Binary or non-binary mode only affects the \r\n -> \n translation while
reading the file - and vice versa while writing.

> The only correct way to do this is to read a block at a time
> until you get a partial block.
> This is so EVEN in 'binary' mode, which is just another
> ill conceived Unix hack :-)


> It is unfortunate that C and Unix do not provide a coherent
> abstraction in this area. Even binary I/O is ill-conceived:


> C has been plagued by extremely ill considered functions.
> Even the basic IO operation is not correctly defined.

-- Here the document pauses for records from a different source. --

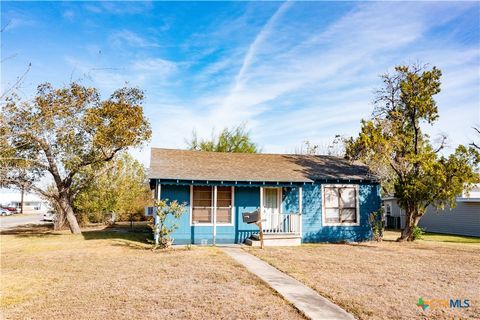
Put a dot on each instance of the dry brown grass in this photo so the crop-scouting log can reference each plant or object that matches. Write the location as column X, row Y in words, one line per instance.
column 384, row 280
column 105, row 275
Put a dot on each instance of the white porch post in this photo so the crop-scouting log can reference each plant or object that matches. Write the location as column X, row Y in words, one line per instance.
column 300, row 208
column 261, row 203
column 214, row 214
column 260, row 225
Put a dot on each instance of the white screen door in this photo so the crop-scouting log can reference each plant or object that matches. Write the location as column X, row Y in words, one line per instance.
column 271, row 207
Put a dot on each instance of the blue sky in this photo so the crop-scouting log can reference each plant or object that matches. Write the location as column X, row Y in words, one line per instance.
column 293, row 71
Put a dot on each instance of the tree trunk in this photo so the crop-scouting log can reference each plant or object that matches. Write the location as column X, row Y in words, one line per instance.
column 72, row 220
column 66, row 215
column 411, row 221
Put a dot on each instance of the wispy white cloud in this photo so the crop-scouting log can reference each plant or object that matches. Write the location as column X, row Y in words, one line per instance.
column 127, row 37
column 313, row 85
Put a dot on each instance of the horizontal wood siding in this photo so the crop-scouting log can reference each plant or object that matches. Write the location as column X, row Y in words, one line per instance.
column 247, row 199
column 464, row 219
column 314, row 231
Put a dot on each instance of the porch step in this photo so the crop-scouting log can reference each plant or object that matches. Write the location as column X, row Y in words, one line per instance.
column 277, row 240
column 256, row 236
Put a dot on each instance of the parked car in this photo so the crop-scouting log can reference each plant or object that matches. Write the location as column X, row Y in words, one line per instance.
column 50, row 215
column 5, row 212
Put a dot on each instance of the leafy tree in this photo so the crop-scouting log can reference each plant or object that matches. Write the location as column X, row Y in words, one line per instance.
column 393, row 144
column 164, row 226
column 122, row 190
column 66, row 133
column 236, row 139
column 476, row 145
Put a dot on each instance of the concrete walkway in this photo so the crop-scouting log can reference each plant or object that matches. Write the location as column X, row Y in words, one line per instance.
column 313, row 305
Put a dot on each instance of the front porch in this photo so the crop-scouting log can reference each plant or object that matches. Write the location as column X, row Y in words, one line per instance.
column 279, row 229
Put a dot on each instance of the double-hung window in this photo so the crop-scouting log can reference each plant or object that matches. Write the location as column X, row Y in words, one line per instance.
column 203, row 204
column 340, row 205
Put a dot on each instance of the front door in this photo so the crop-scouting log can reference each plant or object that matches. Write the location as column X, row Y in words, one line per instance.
column 271, row 207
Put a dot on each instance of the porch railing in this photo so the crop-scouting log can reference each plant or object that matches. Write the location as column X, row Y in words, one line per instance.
column 273, row 223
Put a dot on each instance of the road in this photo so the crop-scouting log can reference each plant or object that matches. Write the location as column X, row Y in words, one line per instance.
column 18, row 220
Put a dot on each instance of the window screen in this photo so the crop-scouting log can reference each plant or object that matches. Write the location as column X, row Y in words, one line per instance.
column 340, row 204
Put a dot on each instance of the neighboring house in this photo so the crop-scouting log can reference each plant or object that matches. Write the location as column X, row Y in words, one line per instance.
column 301, row 198
column 463, row 219
column 32, row 203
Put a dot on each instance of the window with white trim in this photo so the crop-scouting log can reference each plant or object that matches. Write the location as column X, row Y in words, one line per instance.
column 340, row 205
column 203, row 204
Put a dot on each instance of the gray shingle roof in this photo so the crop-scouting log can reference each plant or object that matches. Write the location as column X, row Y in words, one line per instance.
column 218, row 166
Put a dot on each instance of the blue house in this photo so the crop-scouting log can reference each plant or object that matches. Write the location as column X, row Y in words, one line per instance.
column 301, row 198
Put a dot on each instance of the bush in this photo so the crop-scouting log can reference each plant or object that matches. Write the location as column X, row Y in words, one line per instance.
column 163, row 226
column 417, row 233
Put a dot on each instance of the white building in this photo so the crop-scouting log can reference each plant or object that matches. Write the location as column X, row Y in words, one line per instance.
column 463, row 219
column 32, row 203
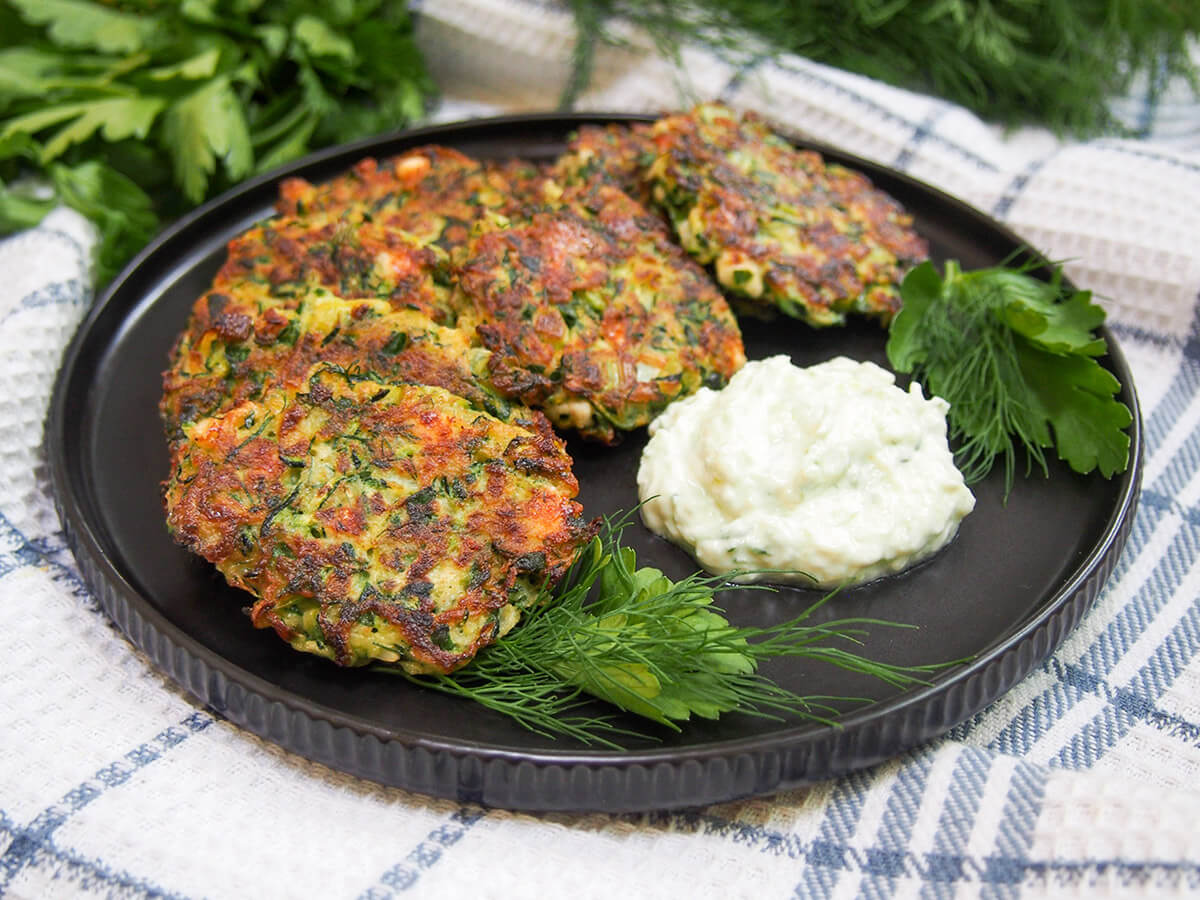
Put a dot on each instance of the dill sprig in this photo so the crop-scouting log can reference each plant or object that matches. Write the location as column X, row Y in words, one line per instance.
column 1017, row 359
column 1055, row 63
column 654, row 647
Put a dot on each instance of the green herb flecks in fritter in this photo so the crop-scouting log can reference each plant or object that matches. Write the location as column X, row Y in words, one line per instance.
column 592, row 313
column 780, row 226
column 619, row 154
column 377, row 522
column 240, row 345
column 432, row 193
column 287, row 256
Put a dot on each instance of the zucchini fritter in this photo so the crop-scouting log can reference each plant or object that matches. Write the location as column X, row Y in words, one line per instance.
column 432, row 193
column 287, row 256
column 377, row 522
column 592, row 313
column 243, row 343
column 780, row 226
column 619, row 154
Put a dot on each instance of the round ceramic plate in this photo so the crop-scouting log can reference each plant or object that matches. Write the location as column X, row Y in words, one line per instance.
column 1005, row 592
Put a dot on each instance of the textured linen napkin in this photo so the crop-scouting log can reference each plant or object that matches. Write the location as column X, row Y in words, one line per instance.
column 1081, row 781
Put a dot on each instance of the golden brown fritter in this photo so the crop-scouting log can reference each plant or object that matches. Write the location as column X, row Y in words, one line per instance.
column 239, row 345
column 376, row 522
column 780, row 226
column 286, row 256
column 431, row 193
column 592, row 313
column 619, row 154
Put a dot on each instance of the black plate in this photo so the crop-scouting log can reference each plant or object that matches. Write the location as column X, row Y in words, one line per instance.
column 1007, row 591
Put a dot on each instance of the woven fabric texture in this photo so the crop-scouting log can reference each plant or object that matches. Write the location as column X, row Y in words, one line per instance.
column 1083, row 781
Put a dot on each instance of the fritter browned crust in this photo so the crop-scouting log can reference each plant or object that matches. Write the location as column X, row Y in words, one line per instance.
column 239, row 346
column 285, row 257
column 593, row 315
column 618, row 154
column 376, row 522
column 349, row 406
column 779, row 225
column 432, row 193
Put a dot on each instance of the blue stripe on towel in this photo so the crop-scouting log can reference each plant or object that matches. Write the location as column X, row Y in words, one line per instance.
column 945, row 865
column 1006, row 867
column 34, row 838
column 427, row 853
column 881, row 111
column 1030, row 723
column 891, row 858
column 829, row 853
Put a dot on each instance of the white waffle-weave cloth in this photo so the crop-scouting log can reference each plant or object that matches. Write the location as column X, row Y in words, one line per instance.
column 1084, row 780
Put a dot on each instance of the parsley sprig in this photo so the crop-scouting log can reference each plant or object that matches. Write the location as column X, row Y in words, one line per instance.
column 658, row 648
column 136, row 111
column 1017, row 358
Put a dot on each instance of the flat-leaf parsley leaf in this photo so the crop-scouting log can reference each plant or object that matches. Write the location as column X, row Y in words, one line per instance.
column 1015, row 357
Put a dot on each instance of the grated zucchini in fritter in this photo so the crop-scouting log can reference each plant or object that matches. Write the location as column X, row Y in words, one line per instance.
column 592, row 313
column 357, row 411
column 618, row 154
column 780, row 226
column 240, row 345
column 377, row 522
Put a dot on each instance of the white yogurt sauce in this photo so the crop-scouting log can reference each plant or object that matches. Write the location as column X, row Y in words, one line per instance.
column 832, row 471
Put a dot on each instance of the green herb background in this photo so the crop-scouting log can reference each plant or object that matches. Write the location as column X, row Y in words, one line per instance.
column 135, row 111
column 1053, row 63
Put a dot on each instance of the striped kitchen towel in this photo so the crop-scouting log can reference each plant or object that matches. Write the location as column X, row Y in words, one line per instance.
column 1083, row 781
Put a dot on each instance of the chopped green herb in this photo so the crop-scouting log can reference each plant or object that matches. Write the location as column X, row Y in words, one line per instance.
column 1015, row 357
column 649, row 646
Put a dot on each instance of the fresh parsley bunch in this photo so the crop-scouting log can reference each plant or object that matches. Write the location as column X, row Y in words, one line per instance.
column 658, row 648
column 138, row 109
column 1017, row 358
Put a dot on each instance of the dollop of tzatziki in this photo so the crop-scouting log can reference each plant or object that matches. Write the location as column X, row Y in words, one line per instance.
column 831, row 471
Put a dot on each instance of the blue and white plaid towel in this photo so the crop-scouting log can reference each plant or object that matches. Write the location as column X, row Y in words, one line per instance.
column 1084, row 780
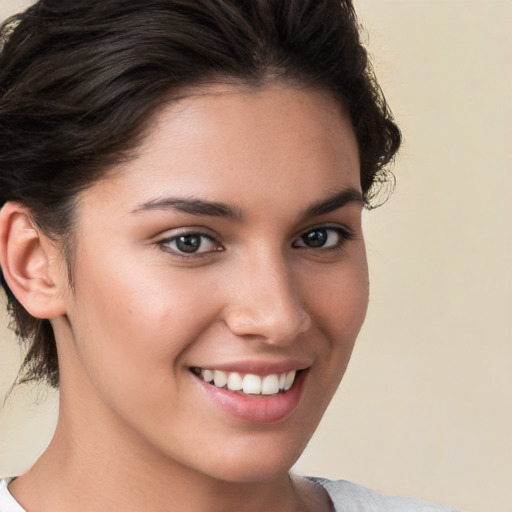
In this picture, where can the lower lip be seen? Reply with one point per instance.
(258, 408)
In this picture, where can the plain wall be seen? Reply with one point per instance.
(426, 406)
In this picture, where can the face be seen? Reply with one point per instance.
(229, 249)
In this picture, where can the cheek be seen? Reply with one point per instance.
(340, 300)
(137, 319)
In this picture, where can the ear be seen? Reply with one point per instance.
(30, 263)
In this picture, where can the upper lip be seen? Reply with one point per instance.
(257, 367)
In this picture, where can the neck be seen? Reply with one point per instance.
(98, 468)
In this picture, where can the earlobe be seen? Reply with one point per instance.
(29, 263)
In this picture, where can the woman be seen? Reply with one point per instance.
(180, 242)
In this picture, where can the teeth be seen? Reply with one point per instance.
(235, 381)
(290, 377)
(249, 383)
(252, 384)
(220, 378)
(270, 385)
(208, 375)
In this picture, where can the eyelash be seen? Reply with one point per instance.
(343, 233)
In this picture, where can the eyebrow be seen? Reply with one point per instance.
(192, 206)
(334, 202)
(202, 207)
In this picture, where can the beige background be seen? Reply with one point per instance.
(426, 406)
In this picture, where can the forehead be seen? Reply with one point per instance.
(236, 143)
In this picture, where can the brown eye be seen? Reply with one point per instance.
(323, 238)
(190, 243)
(316, 238)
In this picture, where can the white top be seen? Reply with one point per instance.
(347, 497)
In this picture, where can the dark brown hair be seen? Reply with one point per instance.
(78, 81)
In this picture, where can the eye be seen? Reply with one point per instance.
(324, 238)
(190, 243)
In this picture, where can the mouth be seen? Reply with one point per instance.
(248, 384)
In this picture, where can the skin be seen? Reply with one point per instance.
(134, 424)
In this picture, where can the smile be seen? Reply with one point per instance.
(248, 384)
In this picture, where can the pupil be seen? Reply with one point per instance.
(188, 243)
(315, 238)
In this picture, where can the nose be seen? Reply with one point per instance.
(264, 303)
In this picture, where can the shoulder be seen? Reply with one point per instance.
(349, 497)
(7, 502)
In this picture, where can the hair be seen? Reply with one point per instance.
(79, 82)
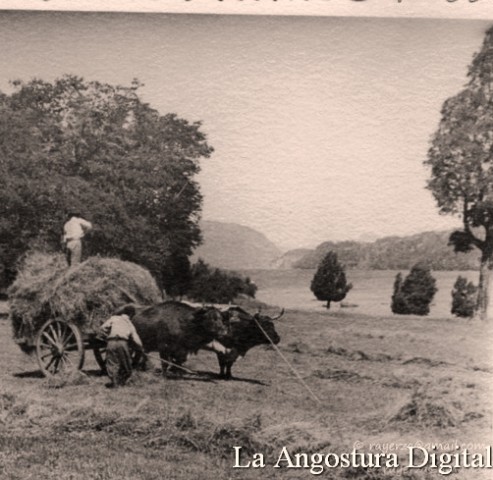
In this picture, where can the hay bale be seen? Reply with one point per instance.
(85, 294)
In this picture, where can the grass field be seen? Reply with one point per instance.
(381, 381)
(371, 293)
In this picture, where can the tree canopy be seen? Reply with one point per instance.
(98, 149)
(415, 293)
(329, 282)
(460, 158)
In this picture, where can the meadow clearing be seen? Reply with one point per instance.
(371, 292)
(384, 382)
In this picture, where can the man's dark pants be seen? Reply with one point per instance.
(118, 361)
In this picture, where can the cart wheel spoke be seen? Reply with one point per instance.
(59, 347)
(49, 338)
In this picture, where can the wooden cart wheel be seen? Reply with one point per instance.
(59, 347)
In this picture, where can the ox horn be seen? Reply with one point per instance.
(280, 315)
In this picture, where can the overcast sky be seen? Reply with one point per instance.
(320, 125)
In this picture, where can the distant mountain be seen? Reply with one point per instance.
(235, 247)
(290, 258)
(394, 253)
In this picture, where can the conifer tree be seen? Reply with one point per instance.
(329, 282)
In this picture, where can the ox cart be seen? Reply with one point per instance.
(56, 312)
(60, 346)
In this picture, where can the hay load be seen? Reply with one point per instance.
(85, 294)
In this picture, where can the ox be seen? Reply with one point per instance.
(175, 329)
(244, 335)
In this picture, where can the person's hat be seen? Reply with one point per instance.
(126, 310)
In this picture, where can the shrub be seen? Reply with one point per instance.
(415, 293)
(464, 297)
(212, 285)
(329, 282)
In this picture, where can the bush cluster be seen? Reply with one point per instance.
(464, 296)
(414, 294)
(212, 285)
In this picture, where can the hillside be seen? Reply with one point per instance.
(290, 258)
(393, 253)
(232, 246)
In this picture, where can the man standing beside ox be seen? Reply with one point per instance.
(73, 233)
(119, 332)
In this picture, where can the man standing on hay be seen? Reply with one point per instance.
(73, 233)
(120, 331)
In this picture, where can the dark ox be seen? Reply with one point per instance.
(244, 335)
(175, 329)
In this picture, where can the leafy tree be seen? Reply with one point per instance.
(415, 293)
(461, 164)
(212, 285)
(398, 305)
(98, 149)
(329, 282)
(463, 297)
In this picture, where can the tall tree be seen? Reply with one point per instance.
(461, 161)
(100, 150)
(329, 282)
(414, 294)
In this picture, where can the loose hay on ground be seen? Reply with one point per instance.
(424, 411)
(85, 294)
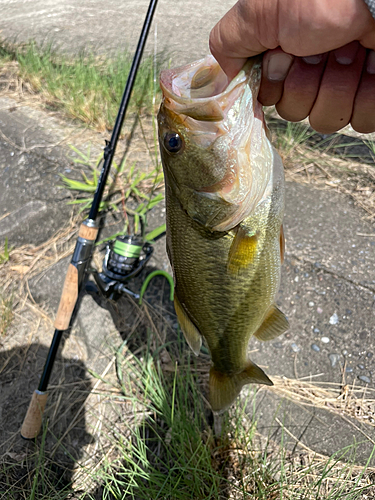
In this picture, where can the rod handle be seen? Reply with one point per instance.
(33, 420)
(68, 299)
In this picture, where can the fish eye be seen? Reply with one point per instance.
(173, 142)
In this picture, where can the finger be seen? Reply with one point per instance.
(301, 87)
(363, 118)
(333, 107)
(237, 35)
(275, 66)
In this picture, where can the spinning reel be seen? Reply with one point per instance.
(125, 257)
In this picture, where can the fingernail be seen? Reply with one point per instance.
(346, 55)
(371, 63)
(313, 59)
(278, 66)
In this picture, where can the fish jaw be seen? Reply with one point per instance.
(226, 164)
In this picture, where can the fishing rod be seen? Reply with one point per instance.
(83, 250)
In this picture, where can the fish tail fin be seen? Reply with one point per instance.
(224, 388)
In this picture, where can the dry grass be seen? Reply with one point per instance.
(339, 162)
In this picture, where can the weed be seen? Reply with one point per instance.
(6, 313)
(127, 190)
(86, 87)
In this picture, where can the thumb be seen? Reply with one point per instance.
(235, 36)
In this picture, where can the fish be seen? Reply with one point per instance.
(224, 191)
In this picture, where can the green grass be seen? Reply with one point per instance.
(170, 452)
(6, 313)
(86, 87)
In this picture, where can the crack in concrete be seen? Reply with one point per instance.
(335, 274)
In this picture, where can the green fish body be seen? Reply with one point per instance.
(225, 203)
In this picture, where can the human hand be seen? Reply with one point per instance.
(315, 62)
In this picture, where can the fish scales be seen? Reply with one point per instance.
(226, 259)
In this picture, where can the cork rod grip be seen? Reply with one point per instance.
(68, 299)
(33, 419)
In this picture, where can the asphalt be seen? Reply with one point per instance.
(328, 279)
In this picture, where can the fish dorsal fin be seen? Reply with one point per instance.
(225, 388)
(242, 251)
(282, 243)
(274, 324)
(190, 331)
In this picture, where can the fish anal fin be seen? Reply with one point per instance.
(242, 251)
(224, 388)
(190, 331)
(282, 243)
(274, 324)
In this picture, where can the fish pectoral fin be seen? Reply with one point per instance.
(225, 388)
(274, 324)
(190, 331)
(242, 251)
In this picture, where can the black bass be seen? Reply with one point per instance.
(225, 203)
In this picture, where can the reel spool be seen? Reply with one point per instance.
(125, 257)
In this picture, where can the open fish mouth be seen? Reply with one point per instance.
(201, 90)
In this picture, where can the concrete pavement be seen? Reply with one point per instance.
(328, 284)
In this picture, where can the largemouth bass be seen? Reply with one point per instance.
(224, 204)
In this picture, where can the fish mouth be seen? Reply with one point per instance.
(201, 90)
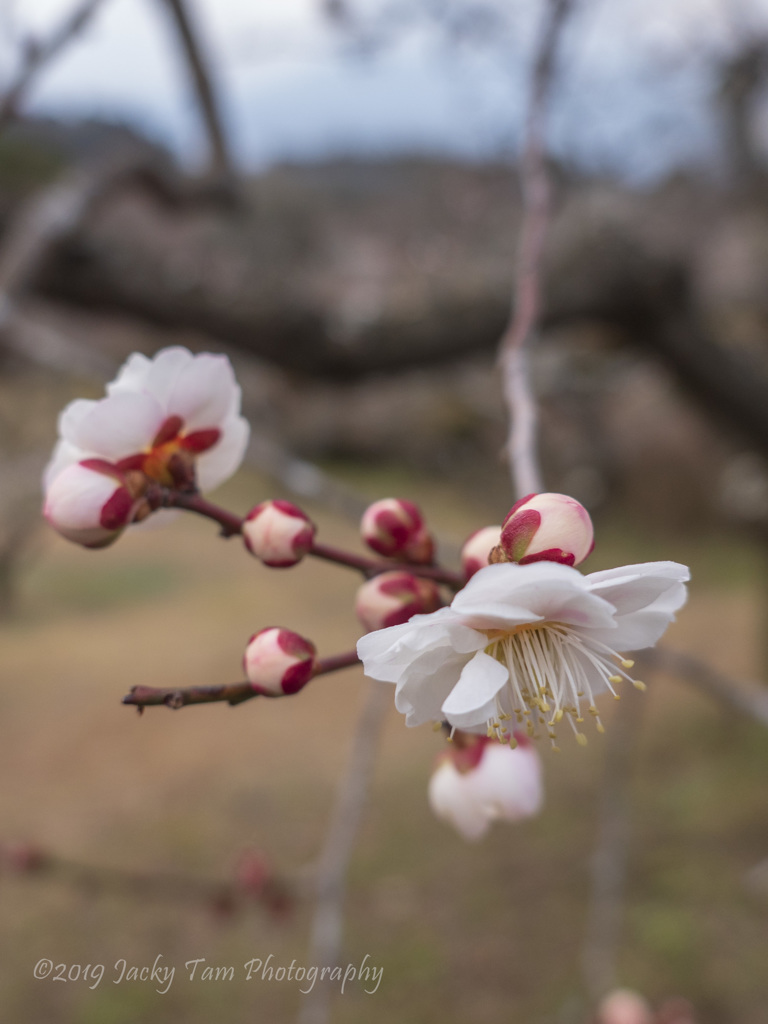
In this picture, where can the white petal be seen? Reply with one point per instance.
(156, 377)
(224, 458)
(118, 426)
(426, 683)
(647, 597)
(452, 800)
(64, 455)
(507, 783)
(203, 392)
(473, 698)
(132, 376)
(507, 594)
(633, 587)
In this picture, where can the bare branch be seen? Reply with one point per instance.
(221, 162)
(231, 693)
(38, 54)
(526, 292)
(328, 922)
(745, 697)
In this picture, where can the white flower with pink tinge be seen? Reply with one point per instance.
(484, 782)
(159, 413)
(532, 644)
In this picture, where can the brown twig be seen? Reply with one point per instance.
(328, 921)
(231, 693)
(221, 162)
(745, 697)
(526, 290)
(38, 54)
(231, 524)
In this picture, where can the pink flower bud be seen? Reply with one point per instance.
(278, 532)
(391, 598)
(624, 1007)
(279, 662)
(477, 548)
(547, 527)
(393, 526)
(89, 503)
(483, 781)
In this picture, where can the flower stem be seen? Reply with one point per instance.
(231, 693)
(231, 524)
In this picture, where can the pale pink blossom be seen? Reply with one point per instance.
(497, 783)
(89, 503)
(162, 417)
(527, 644)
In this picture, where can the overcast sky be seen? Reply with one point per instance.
(288, 93)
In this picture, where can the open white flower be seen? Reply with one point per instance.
(156, 411)
(498, 783)
(535, 643)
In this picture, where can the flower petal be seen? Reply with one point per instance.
(115, 427)
(473, 698)
(506, 594)
(204, 392)
(219, 462)
(632, 587)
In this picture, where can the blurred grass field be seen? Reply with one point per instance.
(488, 933)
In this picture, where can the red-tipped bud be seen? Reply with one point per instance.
(624, 1007)
(89, 503)
(393, 597)
(278, 534)
(547, 527)
(394, 527)
(477, 548)
(279, 662)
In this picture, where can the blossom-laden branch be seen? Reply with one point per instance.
(231, 525)
(231, 693)
(526, 290)
(253, 882)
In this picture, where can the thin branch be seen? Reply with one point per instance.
(328, 922)
(526, 291)
(222, 165)
(745, 697)
(231, 693)
(231, 524)
(38, 54)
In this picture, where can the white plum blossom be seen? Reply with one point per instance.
(534, 644)
(160, 417)
(89, 503)
(499, 783)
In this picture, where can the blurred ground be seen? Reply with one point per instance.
(488, 933)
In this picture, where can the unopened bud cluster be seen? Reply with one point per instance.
(394, 527)
(546, 527)
(279, 662)
(278, 532)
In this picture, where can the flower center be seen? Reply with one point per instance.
(554, 670)
(170, 443)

> There is no such thing as 'the number of characters
> in a file'. Perhaps there is a number of bytes in a file.


> In MS-DOS, files *always* consist of a number of 256
> byte blocks. It is impossible to have a file with
> a non-256 byte multiple size. Of course, text files
> uses an encoding with a Ctrl-Z at the end.


> Under Linux, the Standard for text encoding is UTF-8.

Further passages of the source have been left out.